More on the rockets that launched the microcomputer revolution

In this month's edition of the Citizen Scientist, Forrest Mims III provides more details about his early rocket experiments in Vietnam in 1967.  His experiments sound impressive and the stories about his encounters with MPs and helicopter gun ships are fascinating. Here's an excerpt:
Thereafter the military took more interest in my experiments with rockets and infrared travel aids for the blind. The night launch program was placed on hold, and on 16-17 June I resumed flights from a large field by the main gate at Tan Son Nhut and the race track, this time with a rocket equipped with a sun-tracking guidance system and a rocket that emitted pulses of ram air in response to radio signals controlled by holes punched in the tape of a modified, compact reel-to-reel recorder.

Photo courtesy of the USAF (and Forrest).

Cool stuff!  Looks like an Estes Big Bertha was his testbed.

Oh, yeah, then there's the whole deal about his rocket flashers leading to MITS and the legendary Altair 8800 microcomputer.  Yeah, cool stuff!

Here are other links about the author:


  1. I don't think either of those payloads would fit inside a Bertha... especially not the guidance system!

  2. Dick,

    It was a Big Bertha or homemade copy. I went to Vietnam with a footlocker loaded with rocket and electronic supplies and hardly any clothes. Since I worked at night (aerial photo interpretation officer), the rocket launches could be done during the day. The night launches were before I went to work (midnight).

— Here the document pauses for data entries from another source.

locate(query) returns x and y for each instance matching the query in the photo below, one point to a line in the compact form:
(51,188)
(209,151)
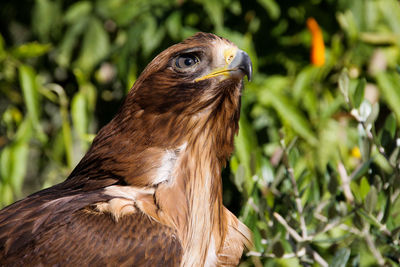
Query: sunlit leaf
(359,93)
(95,46)
(389,84)
(341,258)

    The gunship episode was pretty serious. It really looked as if they were going to shoot us with the 0.50 cal. This is why so few of the boys showed up after I got permission to continue launches from the old race track.

    A photo of my MITS-era workbench with the original light flasher and some rockets is on both my main web sites (see below).


    Forrest M. Mims III

  3. EGE: see Forrest's comments ;)

    Forrest: And we worry about park rangers, locals, and even the BATFE...none of whom pack 0.50 cals. Thanks for reminding me about those links.

  4. EGE: The rocket in the photo (see my editorial in the January THE CITIZEN SCIENTIST at was not fully guided. It was fitted with a rotating shutter that controlled whether or not air entering the forward facing port was jetted out the side of the nose cone. A sequence of radio pulses (controlled by the tape recorder in the photo) produced sideways thrusting at the nose, which altered the flight path. The trajectory changes were recorded by photographing the smoke trail.

    The sun seeking rockets that I built were much smaller. They used a turbine that was spun by ram air and which diverted the air stream out a series of ports around the nose cone. When a photodiode received less than full sunlight through the ram air port, the turbine was braked. This caused a corrective jet of air to push the rocket back toward the sun. When the photodiode was again illuminated, the brake was switched off and the turbine continued to spin.

    This system was launched multiple times, and obvious course changes were photographed. The problem was that the braking of the turbine caused the rocket to spin, which negated the ram air control force. I was working on a dual system with motor driven (no turbine), oppositely rotating air deflectors to cancel this effect when MITS began taking all my time.


  5. Okay, that makes a bit more sense. Thanks.